Jusqu’où peut aller l’humour d’un enseignant face à ses élèves ? La justice a récemment validé une décision prise par le vice-rectorat le 16 avril 2024 à l’encontre d’un professeur de physique qui enseignait en classe préparatoire aux grandes écoles du lycée Jules-Garnier. Il est déplacé d’office et affecté au collège de Canala.
Le tribunal administratif de Nouvelle-Calédonie avait déjà rejeté son recours le 12 décembre 2024. La cour administrative d’appel de Paris a confirmé ce rejet dans un arrêt rendu public le 7 janvier dernier.
L’affaire débute en 2023, après des signalements internes. L’enseignant est dans un premier temps suspendu quatre mois en septembre 2025, avec maintien de son salaire. Une enquête administrative est alors menée, il est procédé à des auditions et le conseil de discipline est consulté. À l’issue de cette procédure, le vice-recteur prononce, le 16 avril 2024, une sanction de déplacement d’office et décide son affectation à Canala.
Devant la cour, l’enseignant soutenait que certains faits étaient trop anciens pour être retenus. Les juges ont écarté cet argument : des éléments concernant la période 2016-2018 ont été portés à la connaissance de l’administration par des courriers datés des 14 et 16 septembre 2021 et la procédure disciplinaire a été engagée le 15 décembre 2023, soit dans le délai légal.
Sur le fond, la cour estime les faits établis, en s’appuyant sur un rapport du proviseur daté du 20 septembre 2023 et sur une enquête menée en novembre 2023, qui a recueilli "vingt et un témoignages" d’élèves, de collègues et de membres du personnel de l’établissement. L’arrêt décrit "des plaisanteries à caractère sexuel destinées à certaines élèves" créant "un malaise croissant les perturbant dans leur apprentissage." Il est précisé que ce type de propos avait déjà été reproché à l’enseignant en 2020 et qu’il s’en était excusé.
La décision cite un exemple assez ahurissant relevé lors de l’enquête. Un exercice proposé en cours visant à déterminer "la pression au niveau de la prostate au moment de l’éjaculation". Elle mentionne également "un regard insistant ou une proximité physique, voire un contact". Les juges estiment que les élèves concernées se trouvaient dans "une situation compliquée et difficilement soutenable".

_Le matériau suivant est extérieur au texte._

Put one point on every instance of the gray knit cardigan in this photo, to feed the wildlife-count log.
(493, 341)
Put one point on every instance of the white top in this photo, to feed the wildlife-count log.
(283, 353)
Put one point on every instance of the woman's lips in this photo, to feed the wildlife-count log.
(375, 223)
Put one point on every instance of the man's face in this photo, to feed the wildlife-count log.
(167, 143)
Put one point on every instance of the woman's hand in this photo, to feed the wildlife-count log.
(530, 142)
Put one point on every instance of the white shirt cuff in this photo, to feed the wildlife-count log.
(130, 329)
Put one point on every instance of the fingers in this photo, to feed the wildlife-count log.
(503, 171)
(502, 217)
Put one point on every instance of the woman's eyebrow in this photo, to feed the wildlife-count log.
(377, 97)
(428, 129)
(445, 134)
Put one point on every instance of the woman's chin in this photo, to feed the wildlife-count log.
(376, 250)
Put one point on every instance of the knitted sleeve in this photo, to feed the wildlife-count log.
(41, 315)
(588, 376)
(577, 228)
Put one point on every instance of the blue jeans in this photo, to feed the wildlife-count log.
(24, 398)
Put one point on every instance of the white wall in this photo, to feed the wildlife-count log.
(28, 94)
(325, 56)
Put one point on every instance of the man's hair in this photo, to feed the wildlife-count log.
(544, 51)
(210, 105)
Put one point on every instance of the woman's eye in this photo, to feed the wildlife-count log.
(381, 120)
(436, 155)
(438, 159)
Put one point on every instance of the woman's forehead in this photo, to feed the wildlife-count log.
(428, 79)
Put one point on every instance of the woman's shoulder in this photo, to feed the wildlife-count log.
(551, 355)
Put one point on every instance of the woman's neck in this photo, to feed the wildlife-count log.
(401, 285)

L’arrêt relève aussi des propos "vexatoires ou humiliants" lors de passages au tableau. Pour la cour, une telle attitude ne peut pas être justifiée par la pression des concours et "ne saurait être regardée comme présentant une portée pédagogique".
Les juges considèrent que ces faits constituent des manquements aux obligations de "correction, d’exemplarité et de dignité" attendues de la part d’un enseignant. Ils estiment donc que le déplacement d’office n’est pas excessif au regard de la gravité et du caractère répété de ces faits.
La cour a également écarté les arguments liés à la vie familiale et à la perte d’heures supplémentaires en classes préparatoires, jugeant ces éléments sans effet sur la légalité de la sanction.
Concernant le lieu d’affectation, elle rappelle qu’au moment de la décision du vice-rectorat, seuls deux postes étaient vacants, à Canala et à Maré, cette dernière option étant plus éloignée du domicile de l’enseignant, à Nouméa. La décision d’affectation est donc confirmée et la requête de l’enseignant rejetée dans son ensemble.
Il effectuera sa rentrée à Canala en février prochain.